Thoughts raced my mind and I just got up and walked to my bedroom. I was so mentally and physically drained I laided back in bed.

"Desiree," David walked into my room and looked at me on the bed. "I'm not letting you lay in bed all day."

I didn't move or blink or even look at him. Instead of trying to talk to me again he walked over to my suitcase which was still fully packed and found me an outfit to wear.

"Get up," He told me. I didn't react to the order I just laid still. "Desiree Montez get the hell up!"

He never yelled at me. He never called me by my full name so when I finally looked up at him, I saw the tears in his eyes.

"Together or not you mean the world to me and I am not gonna let you sit around like this."

He got me up and I saw him in the same light I did 5 years ago.

We first met at a block party where most of the kids our age were hanging out and the moment I met him sparks flew.

This was Fresman year and soon after we began dating.

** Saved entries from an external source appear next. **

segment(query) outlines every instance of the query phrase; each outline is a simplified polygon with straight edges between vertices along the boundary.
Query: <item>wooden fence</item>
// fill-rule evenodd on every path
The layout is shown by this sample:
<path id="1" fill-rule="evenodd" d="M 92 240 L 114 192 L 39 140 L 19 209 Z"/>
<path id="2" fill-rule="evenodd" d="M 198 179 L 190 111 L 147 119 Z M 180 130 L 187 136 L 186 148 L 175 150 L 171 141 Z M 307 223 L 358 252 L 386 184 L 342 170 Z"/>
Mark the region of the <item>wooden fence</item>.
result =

It was a romance straight from the movies. I would spend holidays with his family, we danced our the kitchen with the fridge being our light, snow ball fights, late night walks.

And as I stood there, looking at the boy I fell in love with so so long ago, I couldn't help but lean in and kiss his soft lips.

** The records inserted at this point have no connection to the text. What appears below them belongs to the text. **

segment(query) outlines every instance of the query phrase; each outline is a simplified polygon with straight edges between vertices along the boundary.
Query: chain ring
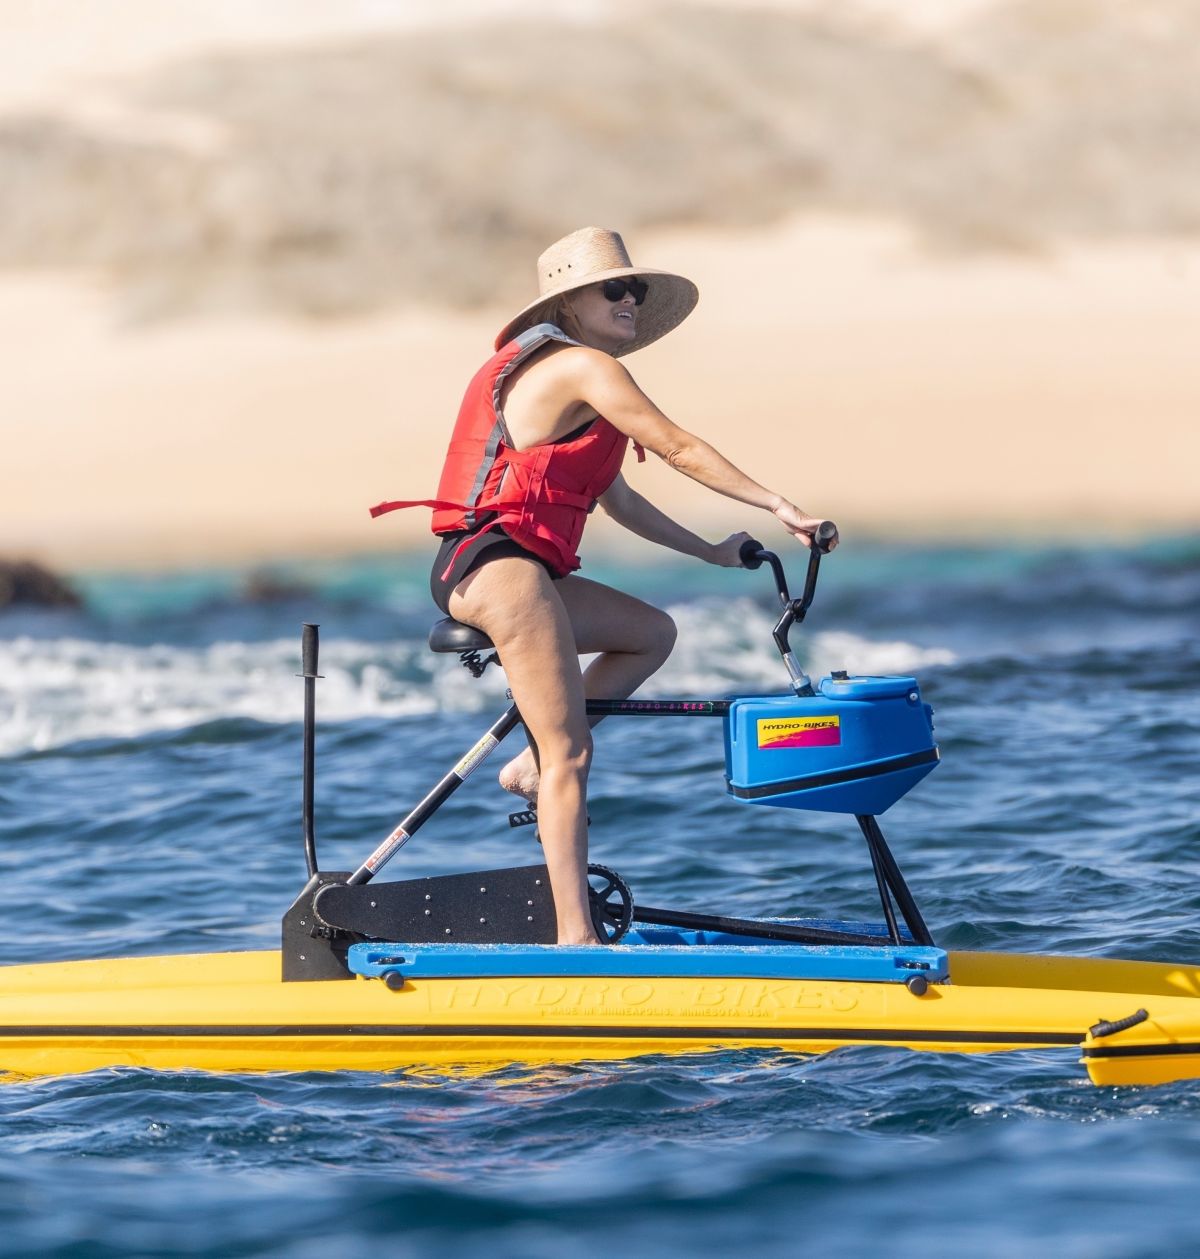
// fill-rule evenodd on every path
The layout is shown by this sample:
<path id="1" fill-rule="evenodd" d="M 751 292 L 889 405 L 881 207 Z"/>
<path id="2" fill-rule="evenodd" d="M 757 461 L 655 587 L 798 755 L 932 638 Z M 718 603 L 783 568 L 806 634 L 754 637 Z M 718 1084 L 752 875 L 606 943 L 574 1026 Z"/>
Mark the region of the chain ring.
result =
<path id="1" fill-rule="evenodd" d="M 587 873 L 592 926 L 605 944 L 616 944 L 633 921 L 633 893 L 629 884 L 608 866 L 592 864 Z"/>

His hands immediately grabbed my waist and his pulled his face in closer. I didn't know what to feel other than butterflys.

When he pulled back I realized how much I missed him and I also realized how much it would hurt our little family if we didn't work out.

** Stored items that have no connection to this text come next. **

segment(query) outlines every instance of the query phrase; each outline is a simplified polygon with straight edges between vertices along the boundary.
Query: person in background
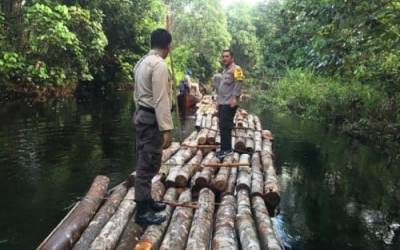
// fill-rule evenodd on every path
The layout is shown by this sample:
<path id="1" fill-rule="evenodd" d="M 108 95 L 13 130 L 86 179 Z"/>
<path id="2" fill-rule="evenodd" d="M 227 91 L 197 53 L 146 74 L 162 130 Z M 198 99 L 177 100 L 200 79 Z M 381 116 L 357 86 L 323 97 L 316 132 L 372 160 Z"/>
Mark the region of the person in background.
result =
<path id="1" fill-rule="evenodd" d="M 231 50 L 226 49 L 222 52 L 222 63 L 224 65 L 222 73 L 218 73 L 213 77 L 214 88 L 217 92 L 218 118 L 221 134 L 221 150 L 218 152 L 220 160 L 233 153 L 233 119 L 238 108 L 243 81 L 243 71 L 239 65 L 235 64 L 234 55 Z"/>
<path id="2" fill-rule="evenodd" d="M 151 33 L 151 50 L 134 69 L 136 111 L 135 200 L 138 224 L 161 224 L 165 216 L 157 213 L 165 205 L 151 197 L 151 180 L 161 165 L 162 150 L 172 141 L 172 84 L 164 59 L 170 52 L 171 34 L 165 29 Z"/>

"David I'm scared," I whole heartedly admitted. I started to tear up. "I want you so bad. But what if we don't work out. I mean I'm going back to LA at the end of the summer."

"But what if we do work out Ma. If anything I can move out to LA witchu. I wanna be in your life and Delilah's."

I smiled at him. All these years I just wanted him in our lives and now he was volunteering.

He would really move across the country for us.

"Now get dressed we're going shopping," He smiled at me.

I grabbed the clothes off my dresser and went into the bathroom to get ready.
















*an hour later*

We walked around the mall holding hands and just laughing about pointless stuff.

He was making it a point to buy Delilah some sneakers and all types of clothes and toys.

"David where is all this shit gonna go?" I laughed at all the bags we were carrying.

"To LA in our house," He kissed my hand and laughed.

I just rolled my eyes as we continued walking around the mall.

We left about 3 hours later and on our way home he made me listen to some of his songs and they were all really good.

"So mama," He looked at me, the glow of the city lights highlighted all of his features so so perfectly. "whatchu say about giving us a chance."

I looked at him and in that moment I saw my 16 year old self crying on the plane to San Fransico. All I wanted in that moment was him and now that I finally had him, I knew I couldn't let him go.

I grabbed his face and planted my lips on his.

He grabbed my waist and pulled me over the console deepening the kiss. I felt so alive in this moment.

I hadn't felt this way in so so long.

The way his hands touched my body, the way he moved his lips with mines.

Everything was amazing and when we pulled away he was smiling at me.

His smile always lit up a room. He was the prettiest thing I'd ever seen.

"But if this is gonna work we need ground rules," I wanted it to be perfect. I couldn't let this effect Delilah in anyway shape or form.

"I'm down for anything, as long as I get to have my girls in my life."

We sat in his car for and hour and a half. Most of the time I was going on and on and on about different rules but David listened with a smile on his face.

I rambled on and on about what seemed like nothing. But when I would start to get quiet he'd edge me on, making me talk more.

Eventually I was finished and instead of rolling his eyes at my lecture, with a smile on his face he grabbed my hand and kissed it.

I couldn't help but think that all these years, all those miles apart. There was something tying us together.

We both knew our story was far from over.